The company’s employees are paid up to twice the average local wage, while their benefits include medical checkups, factory lunches, plus meals at night for overtime and company trips.
A corporate loan is funded by factory workers to financially assist colleagues in need of money for family matters as they are usually restricted from borrowing from banks. The company had been providing a factory tour for Japanese about three or four times a year, but has discontinued the service due to security concerns.
Yamaguchi said workers in developing countries are perceived as people of limited craftsmanship, although they actually possess skills comparable to those who make top European brand bags. Of course, Rome wasn’t built in a day.
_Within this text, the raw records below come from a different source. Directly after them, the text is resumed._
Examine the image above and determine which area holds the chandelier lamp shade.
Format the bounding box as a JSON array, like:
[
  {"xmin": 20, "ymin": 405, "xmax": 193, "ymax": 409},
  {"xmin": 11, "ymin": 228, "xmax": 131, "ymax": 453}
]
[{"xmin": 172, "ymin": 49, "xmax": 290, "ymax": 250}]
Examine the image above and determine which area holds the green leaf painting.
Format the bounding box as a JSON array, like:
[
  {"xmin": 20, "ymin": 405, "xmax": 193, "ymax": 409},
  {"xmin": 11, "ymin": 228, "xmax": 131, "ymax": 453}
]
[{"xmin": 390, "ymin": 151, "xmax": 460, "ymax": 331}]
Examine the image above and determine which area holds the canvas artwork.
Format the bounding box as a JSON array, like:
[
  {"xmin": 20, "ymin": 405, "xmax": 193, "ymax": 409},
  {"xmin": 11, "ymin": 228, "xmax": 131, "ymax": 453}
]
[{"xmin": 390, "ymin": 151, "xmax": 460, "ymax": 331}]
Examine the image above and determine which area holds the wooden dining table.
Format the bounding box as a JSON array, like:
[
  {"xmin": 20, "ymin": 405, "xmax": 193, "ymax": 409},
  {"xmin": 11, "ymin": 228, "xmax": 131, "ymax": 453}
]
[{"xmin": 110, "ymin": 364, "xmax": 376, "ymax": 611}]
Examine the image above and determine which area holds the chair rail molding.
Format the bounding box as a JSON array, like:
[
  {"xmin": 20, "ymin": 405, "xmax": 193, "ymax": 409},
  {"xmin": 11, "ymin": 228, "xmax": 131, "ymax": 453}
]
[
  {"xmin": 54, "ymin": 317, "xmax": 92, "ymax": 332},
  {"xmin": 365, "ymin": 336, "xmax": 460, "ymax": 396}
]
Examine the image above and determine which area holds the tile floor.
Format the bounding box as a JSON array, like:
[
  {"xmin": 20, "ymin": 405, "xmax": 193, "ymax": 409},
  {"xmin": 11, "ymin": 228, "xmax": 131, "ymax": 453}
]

“At the beginning, nothing was sell-able quality-wise. But I sit down with our local workers and make products with them and listen to their stories. It’s really exciting how new ideas keep popping up after we connect through all the discussions.”
Yamaguchi continues to search for original materials in developing nations that can be turned into high-end products.
She is eying new stores in countries in Europe and one of the world’s fashion hubs, New York.
“I hope to show how diverse the world can be through our products,” Yamaguchi said. “I’m excited about the new challenges waiting ahead.”